Abstract

Motivation

Network alignment (NA) finds conserved regions between two networks. NA methods optimize node conservation (NC) and edge conservation. Dynamic graphlet degree vectors are a state-of-the-art dynamic NC measure, used within the fastest and most accurate NA method for temporal networks: DynaWAVE. Here, we use graphlet-orbit transitions (GoTs), a different graphlet-based measure of temporal node similarity, as a new dynamic NC measure within DynaWAVE, resulting in GoT-WAVE.

Results

On synthetic networks, GoT-WAVE improves DynaWAVE’s accuracy by 30% and speed by 64%. On real networks, when optimizing only dynamic NC, the methods are complementary. Furthermore, only GoT-WAVE supports directed edges. Hence, GoT-WAVE is a promising new temporal NA algorithm, which efficiently optimizes dynamic NC. We provide a user-friendly user interface and source code for GoT-WAVE.

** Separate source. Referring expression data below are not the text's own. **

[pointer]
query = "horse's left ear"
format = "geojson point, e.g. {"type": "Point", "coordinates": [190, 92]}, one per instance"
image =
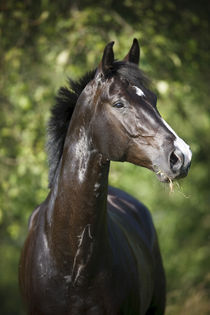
{"type": "Point", "coordinates": [134, 53]}
{"type": "Point", "coordinates": [106, 63]}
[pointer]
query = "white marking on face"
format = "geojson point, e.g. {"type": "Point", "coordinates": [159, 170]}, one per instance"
{"type": "Point", "coordinates": [180, 144]}
{"type": "Point", "coordinates": [139, 92]}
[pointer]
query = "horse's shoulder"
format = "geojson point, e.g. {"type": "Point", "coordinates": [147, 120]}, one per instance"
{"type": "Point", "coordinates": [121, 200]}
{"type": "Point", "coordinates": [131, 214]}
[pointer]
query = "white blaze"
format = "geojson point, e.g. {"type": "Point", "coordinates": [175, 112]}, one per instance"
{"type": "Point", "coordinates": [180, 144]}
{"type": "Point", "coordinates": [139, 91]}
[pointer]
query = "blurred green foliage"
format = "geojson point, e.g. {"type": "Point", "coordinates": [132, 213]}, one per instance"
{"type": "Point", "coordinates": [41, 43]}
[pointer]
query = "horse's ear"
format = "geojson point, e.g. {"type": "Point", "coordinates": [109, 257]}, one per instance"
{"type": "Point", "coordinates": [106, 63]}
{"type": "Point", "coordinates": [134, 53]}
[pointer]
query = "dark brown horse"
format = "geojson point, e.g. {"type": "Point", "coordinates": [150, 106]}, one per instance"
{"type": "Point", "coordinates": [92, 249]}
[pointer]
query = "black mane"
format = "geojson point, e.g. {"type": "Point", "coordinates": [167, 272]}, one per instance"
{"type": "Point", "coordinates": [66, 100]}
{"type": "Point", "coordinates": [61, 114]}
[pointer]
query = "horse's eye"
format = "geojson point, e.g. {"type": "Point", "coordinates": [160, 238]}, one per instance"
{"type": "Point", "coordinates": [118, 105]}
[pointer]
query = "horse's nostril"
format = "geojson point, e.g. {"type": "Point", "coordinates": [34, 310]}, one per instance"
{"type": "Point", "coordinates": [173, 159]}
{"type": "Point", "coordinates": [176, 160]}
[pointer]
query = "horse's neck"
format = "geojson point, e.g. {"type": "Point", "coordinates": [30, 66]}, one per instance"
{"type": "Point", "coordinates": [80, 196]}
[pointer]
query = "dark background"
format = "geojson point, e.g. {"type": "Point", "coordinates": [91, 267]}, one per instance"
{"type": "Point", "coordinates": [43, 42]}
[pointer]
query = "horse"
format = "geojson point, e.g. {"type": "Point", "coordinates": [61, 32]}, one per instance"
{"type": "Point", "coordinates": [93, 249]}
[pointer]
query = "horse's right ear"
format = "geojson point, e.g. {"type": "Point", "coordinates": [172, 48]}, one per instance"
{"type": "Point", "coordinates": [106, 63]}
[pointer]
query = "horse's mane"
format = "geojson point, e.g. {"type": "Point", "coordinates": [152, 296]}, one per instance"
{"type": "Point", "coordinates": [63, 109]}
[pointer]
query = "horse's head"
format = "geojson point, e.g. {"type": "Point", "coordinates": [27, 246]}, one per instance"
{"type": "Point", "coordinates": [125, 123]}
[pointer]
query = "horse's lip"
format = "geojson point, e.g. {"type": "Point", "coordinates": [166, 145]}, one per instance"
{"type": "Point", "coordinates": [163, 177]}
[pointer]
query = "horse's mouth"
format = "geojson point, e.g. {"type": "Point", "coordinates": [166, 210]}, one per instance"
{"type": "Point", "coordinates": [162, 177]}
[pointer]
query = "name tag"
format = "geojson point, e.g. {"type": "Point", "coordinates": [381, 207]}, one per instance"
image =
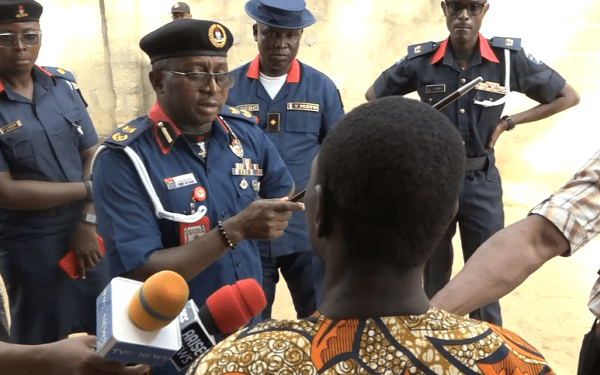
{"type": "Point", "coordinates": [10, 127]}
{"type": "Point", "coordinates": [297, 106]}
{"type": "Point", "coordinates": [435, 89]}
{"type": "Point", "coordinates": [249, 107]}
{"type": "Point", "coordinates": [192, 231]}
{"type": "Point", "coordinates": [491, 87]}
{"type": "Point", "coordinates": [180, 181]}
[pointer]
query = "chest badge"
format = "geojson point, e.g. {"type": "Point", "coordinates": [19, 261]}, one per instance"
{"type": "Point", "coordinates": [10, 127]}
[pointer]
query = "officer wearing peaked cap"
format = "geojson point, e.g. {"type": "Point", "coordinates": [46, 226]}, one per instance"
{"type": "Point", "coordinates": [179, 189]}
{"type": "Point", "coordinates": [435, 70]}
{"type": "Point", "coordinates": [47, 141]}
{"type": "Point", "coordinates": [296, 106]}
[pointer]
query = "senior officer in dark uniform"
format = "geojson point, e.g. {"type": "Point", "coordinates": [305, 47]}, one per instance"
{"type": "Point", "coordinates": [435, 70]}
{"type": "Point", "coordinates": [296, 105]}
{"type": "Point", "coordinates": [179, 189]}
{"type": "Point", "coordinates": [47, 141]}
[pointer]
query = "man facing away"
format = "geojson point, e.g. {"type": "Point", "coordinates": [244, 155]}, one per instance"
{"type": "Point", "coordinates": [435, 70]}
{"type": "Point", "coordinates": [378, 201]}
{"type": "Point", "coordinates": [296, 106]}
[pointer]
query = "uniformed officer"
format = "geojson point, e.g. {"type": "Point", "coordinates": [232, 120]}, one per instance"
{"type": "Point", "coordinates": [47, 142]}
{"type": "Point", "coordinates": [179, 189]}
{"type": "Point", "coordinates": [296, 105]}
{"type": "Point", "coordinates": [180, 10]}
{"type": "Point", "coordinates": [435, 70]}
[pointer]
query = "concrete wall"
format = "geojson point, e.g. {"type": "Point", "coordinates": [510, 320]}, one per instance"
{"type": "Point", "coordinates": [352, 41]}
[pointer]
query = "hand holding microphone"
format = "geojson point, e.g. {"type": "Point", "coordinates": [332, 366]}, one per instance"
{"type": "Point", "coordinates": [136, 322]}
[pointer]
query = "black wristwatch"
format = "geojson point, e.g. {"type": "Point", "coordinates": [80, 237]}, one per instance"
{"type": "Point", "coordinates": [88, 218]}
{"type": "Point", "coordinates": [511, 123]}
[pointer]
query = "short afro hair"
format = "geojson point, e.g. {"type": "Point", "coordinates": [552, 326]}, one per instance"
{"type": "Point", "coordinates": [392, 170]}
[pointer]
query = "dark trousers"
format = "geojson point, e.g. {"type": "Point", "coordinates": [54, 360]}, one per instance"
{"type": "Point", "coordinates": [297, 270]}
{"type": "Point", "coordinates": [480, 215]}
{"type": "Point", "coordinates": [589, 356]}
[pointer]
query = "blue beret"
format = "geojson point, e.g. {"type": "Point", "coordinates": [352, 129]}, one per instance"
{"type": "Point", "coordinates": [187, 37]}
{"type": "Point", "coordinates": [290, 14]}
{"type": "Point", "coordinates": [20, 11]}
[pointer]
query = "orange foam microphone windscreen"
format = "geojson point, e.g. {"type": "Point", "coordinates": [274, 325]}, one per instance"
{"type": "Point", "coordinates": [159, 300]}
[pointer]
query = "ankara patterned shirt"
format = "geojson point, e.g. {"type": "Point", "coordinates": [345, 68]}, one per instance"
{"type": "Point", "coordinates": [436, 342]}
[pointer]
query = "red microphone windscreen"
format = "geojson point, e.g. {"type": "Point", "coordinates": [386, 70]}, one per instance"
{"type": "Point", "coordinates": [232, 306]}
{"type": "Point", "coordinates": [159, 300]}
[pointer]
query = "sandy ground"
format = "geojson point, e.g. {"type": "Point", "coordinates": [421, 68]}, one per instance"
{"type": "Point", "coordinates": [549, 310]}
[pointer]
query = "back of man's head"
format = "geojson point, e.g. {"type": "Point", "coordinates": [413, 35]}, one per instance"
{"type": "Point", "coordinates": [391, 171]}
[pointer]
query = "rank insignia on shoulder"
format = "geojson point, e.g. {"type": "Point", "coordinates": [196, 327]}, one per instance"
{"type": "Point", "coordinates": [119, 137]}
{"type": "Point", "coordinates": [248, 107]}
{"type": "Point", "coordinates": [491, 87]}
{"type": "Point", "coordinates": [421, 49]}
{"type": "Point", "coordinates": [533, 59]}
{"type": "Point", "coordinates": [508, 43]}
{"type": "Point", "coordinates": [128, 129]}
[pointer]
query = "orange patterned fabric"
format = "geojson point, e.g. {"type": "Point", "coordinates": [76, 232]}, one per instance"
{"type": "Point", "coordinates": [436, 342]}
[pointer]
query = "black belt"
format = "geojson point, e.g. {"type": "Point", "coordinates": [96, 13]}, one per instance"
{"type": "Point", "coordinates": [476, 164]}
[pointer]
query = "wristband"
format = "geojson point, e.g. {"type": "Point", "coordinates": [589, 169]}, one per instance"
{"type": "Point", "coordinates": [89, 191]}
{"type": "Point", "coordinates": [88, 218]}
{"type": "Point", "coordinates": [511, 123]}
{"type": "Point", "coordinates": [225, 238]}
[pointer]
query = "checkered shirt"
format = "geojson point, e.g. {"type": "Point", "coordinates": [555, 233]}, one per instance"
{"type": "Point", "coordinates": [575, 210]}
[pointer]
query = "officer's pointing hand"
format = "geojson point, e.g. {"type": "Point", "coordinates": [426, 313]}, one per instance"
{"type": "Point", "coordinates": [262, 220]}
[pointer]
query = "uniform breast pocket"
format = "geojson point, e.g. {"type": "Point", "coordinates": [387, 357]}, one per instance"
{"type": "Point", "coordinates": [431, 94]}
{"type": "Point", "coordinates": [247, 188]}
{"type": "Point", "coordinates": [18, 149]}
{"type": "Point", "coordinates": [303, 122]}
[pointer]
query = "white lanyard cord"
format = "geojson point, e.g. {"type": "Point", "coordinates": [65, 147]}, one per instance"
{"type": "Point", "coordinates": [504, 99]}
{"type": "Point", "coordinates": [159, 211]}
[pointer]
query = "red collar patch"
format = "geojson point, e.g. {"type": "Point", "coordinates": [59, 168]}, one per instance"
{"type": "Point", "coordinates": [484, 49]}
{"type": "Point", "coordinates": [165, 131]}
{"type": "Point", "coordinates": [293, 73]}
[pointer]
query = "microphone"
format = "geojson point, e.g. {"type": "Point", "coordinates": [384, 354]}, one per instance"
{"type": "Point", "coordinates": [136, 321]}
{"type": "Point", "coordinates": [227, 310]}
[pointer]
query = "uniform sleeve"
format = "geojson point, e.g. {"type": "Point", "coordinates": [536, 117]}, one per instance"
{"type": "Point", "coordinates": [126, 218]}
{"type": "Point", "coordinates": [574, 207]}
{"type": "Point", "coordinates": [89, 137]}
{"type": "Point", "coordinates": [534, 78]}
{"type": "Point", "coordinates": [277, 180]}
{"type": "Point", "coordinates": [395, 80]}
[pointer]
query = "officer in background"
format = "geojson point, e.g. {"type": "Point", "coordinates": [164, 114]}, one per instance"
{"type": "Point", "coordinates": [47, 141]}
{"type": "Point", "coordinates": [180, 10]}
{"type": "Point", "coordinates": [435, 70]}
{"type": "Point", "coordinates": [179, 189]}
{"type": "Point", "coordinates": [296, 106]}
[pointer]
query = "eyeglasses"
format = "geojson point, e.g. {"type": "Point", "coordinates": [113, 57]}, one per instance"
{"type": "Point", "coordinates": [198, 80]}
{"type": "Point", "coordinates": [28, 38]}
{"type": "Point", "coordinates": [456, 7]}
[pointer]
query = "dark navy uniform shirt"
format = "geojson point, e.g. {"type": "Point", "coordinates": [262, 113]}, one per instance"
{"type": "Point", "coordinates": [39, 139]}
{"type": "Point", "coordinates": [431, 70]}
{"type": "Point", "coordinates": [126, 218]}
{"type": "Point", "coordinates": [296, 120]}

Availability and implementation

http://www.dcc.fc.up.pt/got-wave/

Supplementary information

Supplementary data are available at Bioinformatics online.

1 Introduction

Network alignment (NA) aims to find conserved regions between networks. NA can be used to transfer knowledge from well- to poorly-studied systems between their conserved regions, e.g. identify topologically similar regions of molecular networks of different species. Pioneering NA methods, such as IsoRank (Singh et al., 2007), align static networks, but temporal NA (TNA) is gaining importance as temporal PINs emerge, and other temporal network data becomes prevalent. DynaWAVE is the fastest and most accurate TNA method currently available (Vijayan and Milenković, 2017); it optimizes both dynamic node conservation (NC) and edge conservation (EC). As its dynamic NC measure, DynaWAVE uses dynamic graphlet degree vectors (DGDVs) (Hulovatyy et al., 2015).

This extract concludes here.